Home? His mind began searching for a random city he knew enough about to fake it. Boise. El Paso. Little Rock. But "Lawrence, Kansas" was what slipped, raspy, through his lips. "Though soon as this case is done we'll hit the road for another. Haven't been back there in a while." He took a sip of his beer and looked back up to the blue eyes that even in the ambient light struck him with their clarity. What was it about them that made him want to share everything?
There was no questioning it, the man across the table from her was attractive. That relaxed confidence felt so familiar, and the remarkable thing was that it didn't waver as they discussed murder victims. It didn't affect the look in his eye as it did with so many of her dates. Except that this wasn't a date. Not a date, she reminded herself. "You don't get queasy talking about this kind of thing while eating," she observed.
"Not so much. I've seen a lot of things," he paused. "But I really don't think I've ever met someone as passionate about skeletons as you."
"I can discern truth where others can't. I can give people answers, closure."
"I can appreciate that."
"Personally?" she asked, then quickly looked down, grabbing her napkin when Dean hesitated. "I'm sorry, that's not my business."
"My mother was murdered when I was four," he replied quietly, ignoring her apology. Brennan's face melted into sympathy, and she waited for him to continue, or change the subject. Indiscernible thoughts played out on his face. He was surprisingly expressive, even when he wasn't trying to be. "It took a while, and a fair amount of work to find him, but we finally caught up with her killer a couple years back and had some justice. It took over twenty years to get that closure."
"He was convicted? In prison somewhere?"
Dean paused, considering how to proceed. "There was a... confrontation that got pretty heated, and in the end, one of us wasn't going to walk away from it." He spread his arms with a tiny, sardonic smile. "Here I stand before you."
"Actually, you're sitting." They looked at each other for a moment. "I'm sorry."
They ate quietly for a few minutes, pondering deep things, the case pushed to the back of their minds.
Suddenly, without preface, Brennan spoke, "My family abandoned me when I was fifteen, and when I next saw my mother, there was nothing left of her but skeletal remains. She'd been murdered." She was surprised by her own candor, but still didn't feel awkward sharing.

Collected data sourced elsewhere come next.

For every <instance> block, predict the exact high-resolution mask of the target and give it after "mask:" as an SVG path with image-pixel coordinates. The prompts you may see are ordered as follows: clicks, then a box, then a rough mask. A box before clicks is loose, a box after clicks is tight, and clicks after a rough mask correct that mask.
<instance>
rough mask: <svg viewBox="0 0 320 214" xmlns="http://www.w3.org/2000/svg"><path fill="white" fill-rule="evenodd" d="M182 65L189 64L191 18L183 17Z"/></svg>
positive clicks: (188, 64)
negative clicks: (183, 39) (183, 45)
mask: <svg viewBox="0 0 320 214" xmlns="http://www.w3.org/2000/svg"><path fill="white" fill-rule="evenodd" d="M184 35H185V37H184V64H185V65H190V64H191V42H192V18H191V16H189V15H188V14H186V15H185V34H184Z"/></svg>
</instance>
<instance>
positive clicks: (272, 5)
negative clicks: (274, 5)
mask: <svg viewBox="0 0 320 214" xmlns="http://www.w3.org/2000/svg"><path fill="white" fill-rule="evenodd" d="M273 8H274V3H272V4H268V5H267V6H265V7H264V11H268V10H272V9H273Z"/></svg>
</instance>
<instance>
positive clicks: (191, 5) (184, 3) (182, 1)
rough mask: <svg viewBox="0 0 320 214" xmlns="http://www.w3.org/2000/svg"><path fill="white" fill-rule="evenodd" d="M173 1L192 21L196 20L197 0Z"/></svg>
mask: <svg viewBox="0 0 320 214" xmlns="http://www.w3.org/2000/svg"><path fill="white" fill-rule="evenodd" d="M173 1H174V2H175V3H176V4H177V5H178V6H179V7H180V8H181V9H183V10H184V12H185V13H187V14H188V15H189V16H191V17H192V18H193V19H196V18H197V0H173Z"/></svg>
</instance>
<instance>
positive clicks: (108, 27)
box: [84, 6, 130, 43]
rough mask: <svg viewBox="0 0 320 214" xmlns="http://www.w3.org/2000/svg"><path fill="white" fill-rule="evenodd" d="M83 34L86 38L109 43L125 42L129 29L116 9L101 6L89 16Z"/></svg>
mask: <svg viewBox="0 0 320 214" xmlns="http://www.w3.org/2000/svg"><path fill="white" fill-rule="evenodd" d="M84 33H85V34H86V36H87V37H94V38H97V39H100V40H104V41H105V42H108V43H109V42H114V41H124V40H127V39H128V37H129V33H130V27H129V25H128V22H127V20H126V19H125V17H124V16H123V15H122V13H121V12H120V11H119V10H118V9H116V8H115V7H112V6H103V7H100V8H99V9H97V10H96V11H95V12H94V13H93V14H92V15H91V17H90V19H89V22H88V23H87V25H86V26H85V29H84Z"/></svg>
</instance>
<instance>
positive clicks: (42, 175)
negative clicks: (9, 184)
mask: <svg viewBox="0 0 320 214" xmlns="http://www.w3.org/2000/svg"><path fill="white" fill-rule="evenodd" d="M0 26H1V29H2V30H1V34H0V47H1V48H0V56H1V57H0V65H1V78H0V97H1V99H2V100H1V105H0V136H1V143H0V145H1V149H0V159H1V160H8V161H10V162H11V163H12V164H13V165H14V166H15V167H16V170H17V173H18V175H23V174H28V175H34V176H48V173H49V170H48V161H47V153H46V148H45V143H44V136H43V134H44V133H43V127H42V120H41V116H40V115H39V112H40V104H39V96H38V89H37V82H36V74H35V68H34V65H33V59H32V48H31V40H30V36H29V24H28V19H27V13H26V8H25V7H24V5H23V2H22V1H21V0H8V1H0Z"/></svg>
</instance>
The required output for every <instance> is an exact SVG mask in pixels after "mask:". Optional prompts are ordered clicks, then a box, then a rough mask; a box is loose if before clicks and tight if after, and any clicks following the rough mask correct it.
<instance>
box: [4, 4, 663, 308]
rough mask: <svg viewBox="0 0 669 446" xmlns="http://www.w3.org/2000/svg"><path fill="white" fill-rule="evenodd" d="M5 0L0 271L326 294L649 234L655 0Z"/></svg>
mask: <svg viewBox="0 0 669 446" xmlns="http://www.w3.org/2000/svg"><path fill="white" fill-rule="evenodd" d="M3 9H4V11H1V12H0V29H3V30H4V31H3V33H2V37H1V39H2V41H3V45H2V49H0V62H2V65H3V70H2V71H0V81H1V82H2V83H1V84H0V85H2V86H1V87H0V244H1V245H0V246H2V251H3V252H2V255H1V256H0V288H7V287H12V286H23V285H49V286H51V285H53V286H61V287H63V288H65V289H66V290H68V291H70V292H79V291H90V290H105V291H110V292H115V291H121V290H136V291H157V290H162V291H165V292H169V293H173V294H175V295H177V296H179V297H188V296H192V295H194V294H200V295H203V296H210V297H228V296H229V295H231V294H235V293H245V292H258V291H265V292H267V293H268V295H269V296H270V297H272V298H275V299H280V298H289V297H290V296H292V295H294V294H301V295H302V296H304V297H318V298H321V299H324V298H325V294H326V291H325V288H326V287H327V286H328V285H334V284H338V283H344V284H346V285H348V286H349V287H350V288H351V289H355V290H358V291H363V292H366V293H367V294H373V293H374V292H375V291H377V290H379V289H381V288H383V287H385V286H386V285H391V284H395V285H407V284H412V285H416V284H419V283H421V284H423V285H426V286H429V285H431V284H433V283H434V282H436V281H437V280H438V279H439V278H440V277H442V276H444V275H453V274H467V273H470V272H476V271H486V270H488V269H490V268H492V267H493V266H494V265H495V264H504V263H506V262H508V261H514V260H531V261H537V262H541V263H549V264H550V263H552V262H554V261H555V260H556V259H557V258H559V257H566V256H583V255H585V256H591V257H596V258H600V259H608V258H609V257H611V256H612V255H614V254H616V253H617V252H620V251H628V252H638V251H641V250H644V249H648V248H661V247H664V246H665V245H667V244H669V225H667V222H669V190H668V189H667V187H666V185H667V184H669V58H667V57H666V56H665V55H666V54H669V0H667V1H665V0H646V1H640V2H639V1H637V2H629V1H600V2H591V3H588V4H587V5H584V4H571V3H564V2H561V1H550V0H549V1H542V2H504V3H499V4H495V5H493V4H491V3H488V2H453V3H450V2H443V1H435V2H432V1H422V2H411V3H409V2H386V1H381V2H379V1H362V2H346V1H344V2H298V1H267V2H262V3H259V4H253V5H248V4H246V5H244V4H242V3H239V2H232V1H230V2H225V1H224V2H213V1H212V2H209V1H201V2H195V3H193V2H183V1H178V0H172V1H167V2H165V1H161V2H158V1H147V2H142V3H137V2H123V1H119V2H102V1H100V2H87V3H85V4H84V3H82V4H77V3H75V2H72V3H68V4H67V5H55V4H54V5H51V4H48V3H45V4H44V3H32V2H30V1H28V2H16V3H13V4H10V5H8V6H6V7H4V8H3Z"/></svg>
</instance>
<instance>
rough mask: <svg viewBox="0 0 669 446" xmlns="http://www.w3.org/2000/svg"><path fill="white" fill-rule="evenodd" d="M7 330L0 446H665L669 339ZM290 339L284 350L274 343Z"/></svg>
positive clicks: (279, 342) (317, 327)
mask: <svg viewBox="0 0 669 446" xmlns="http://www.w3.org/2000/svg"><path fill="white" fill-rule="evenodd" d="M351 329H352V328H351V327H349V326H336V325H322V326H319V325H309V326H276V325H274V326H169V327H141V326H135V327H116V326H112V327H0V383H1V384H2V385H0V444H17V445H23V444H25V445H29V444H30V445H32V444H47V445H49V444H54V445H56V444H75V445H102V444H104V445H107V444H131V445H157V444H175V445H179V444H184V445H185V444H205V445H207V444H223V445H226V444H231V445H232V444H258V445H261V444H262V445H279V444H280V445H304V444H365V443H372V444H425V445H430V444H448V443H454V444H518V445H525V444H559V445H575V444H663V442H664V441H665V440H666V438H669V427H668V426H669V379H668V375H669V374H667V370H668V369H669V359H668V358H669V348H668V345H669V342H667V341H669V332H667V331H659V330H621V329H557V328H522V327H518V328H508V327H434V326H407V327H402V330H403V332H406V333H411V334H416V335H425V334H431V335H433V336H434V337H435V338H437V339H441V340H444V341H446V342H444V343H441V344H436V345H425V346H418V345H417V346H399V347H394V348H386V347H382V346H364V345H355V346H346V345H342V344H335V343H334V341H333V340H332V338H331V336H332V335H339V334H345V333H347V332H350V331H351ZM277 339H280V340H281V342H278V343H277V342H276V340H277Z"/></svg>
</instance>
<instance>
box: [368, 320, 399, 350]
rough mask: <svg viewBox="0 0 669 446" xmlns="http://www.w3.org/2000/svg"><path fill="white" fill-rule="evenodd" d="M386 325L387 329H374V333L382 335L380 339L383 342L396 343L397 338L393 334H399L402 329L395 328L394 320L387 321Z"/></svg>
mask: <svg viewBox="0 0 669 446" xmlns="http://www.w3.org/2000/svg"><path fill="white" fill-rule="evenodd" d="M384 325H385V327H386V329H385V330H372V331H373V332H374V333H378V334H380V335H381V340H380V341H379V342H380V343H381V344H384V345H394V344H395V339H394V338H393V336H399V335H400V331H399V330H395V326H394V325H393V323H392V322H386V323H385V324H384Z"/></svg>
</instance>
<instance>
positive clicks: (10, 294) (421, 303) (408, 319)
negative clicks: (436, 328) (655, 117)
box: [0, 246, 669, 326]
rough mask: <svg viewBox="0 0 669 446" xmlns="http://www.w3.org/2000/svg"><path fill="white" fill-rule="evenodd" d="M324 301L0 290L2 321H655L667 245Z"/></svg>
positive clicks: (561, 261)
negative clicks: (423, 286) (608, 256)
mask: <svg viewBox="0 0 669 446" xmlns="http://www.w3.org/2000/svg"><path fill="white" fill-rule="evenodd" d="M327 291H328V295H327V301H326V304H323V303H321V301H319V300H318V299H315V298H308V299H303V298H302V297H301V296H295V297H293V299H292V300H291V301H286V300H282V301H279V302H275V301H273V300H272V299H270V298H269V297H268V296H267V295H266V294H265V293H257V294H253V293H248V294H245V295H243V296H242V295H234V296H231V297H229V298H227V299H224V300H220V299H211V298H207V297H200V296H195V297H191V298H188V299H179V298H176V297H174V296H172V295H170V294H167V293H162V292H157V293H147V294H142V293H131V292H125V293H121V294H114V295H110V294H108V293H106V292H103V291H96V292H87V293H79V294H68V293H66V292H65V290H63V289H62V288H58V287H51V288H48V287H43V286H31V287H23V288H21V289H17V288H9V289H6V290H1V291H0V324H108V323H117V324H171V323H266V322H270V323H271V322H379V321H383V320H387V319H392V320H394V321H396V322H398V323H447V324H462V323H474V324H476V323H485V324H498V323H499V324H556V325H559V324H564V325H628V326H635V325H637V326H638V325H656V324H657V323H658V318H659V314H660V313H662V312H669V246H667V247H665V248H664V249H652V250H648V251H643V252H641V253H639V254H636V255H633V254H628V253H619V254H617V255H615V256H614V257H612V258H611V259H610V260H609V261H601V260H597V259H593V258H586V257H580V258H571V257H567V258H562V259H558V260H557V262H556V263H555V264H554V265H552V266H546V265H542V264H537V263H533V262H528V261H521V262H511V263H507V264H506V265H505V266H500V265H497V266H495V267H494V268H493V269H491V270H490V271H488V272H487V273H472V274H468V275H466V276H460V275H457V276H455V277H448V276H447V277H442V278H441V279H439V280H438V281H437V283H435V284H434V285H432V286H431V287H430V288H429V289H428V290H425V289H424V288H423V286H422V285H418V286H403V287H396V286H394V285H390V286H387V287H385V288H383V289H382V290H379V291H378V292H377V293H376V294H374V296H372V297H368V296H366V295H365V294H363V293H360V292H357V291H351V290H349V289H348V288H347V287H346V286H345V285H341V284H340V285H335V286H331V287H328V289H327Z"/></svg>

Dean wasn't thrown by the abruptness of her revelation. "Did you find closure?"
"In a way... I mean we caught her murderer, he's dead now, but there's nothing I can do about what I've lost."
"That's the long and short of it." Her mood hung heavy in the air for just a moment before he spoke lightly, "But hey, T, you and I seem to have turned out alright. We function. We're good at what we do. Pretty well balanced."
Like spending all of your free time in the lab, she thought.
Like having no connections but your family, he said to himself.
They shared a look and a moment's silence, before shifting the conversation to a light banter that stretched well past the end of their meal.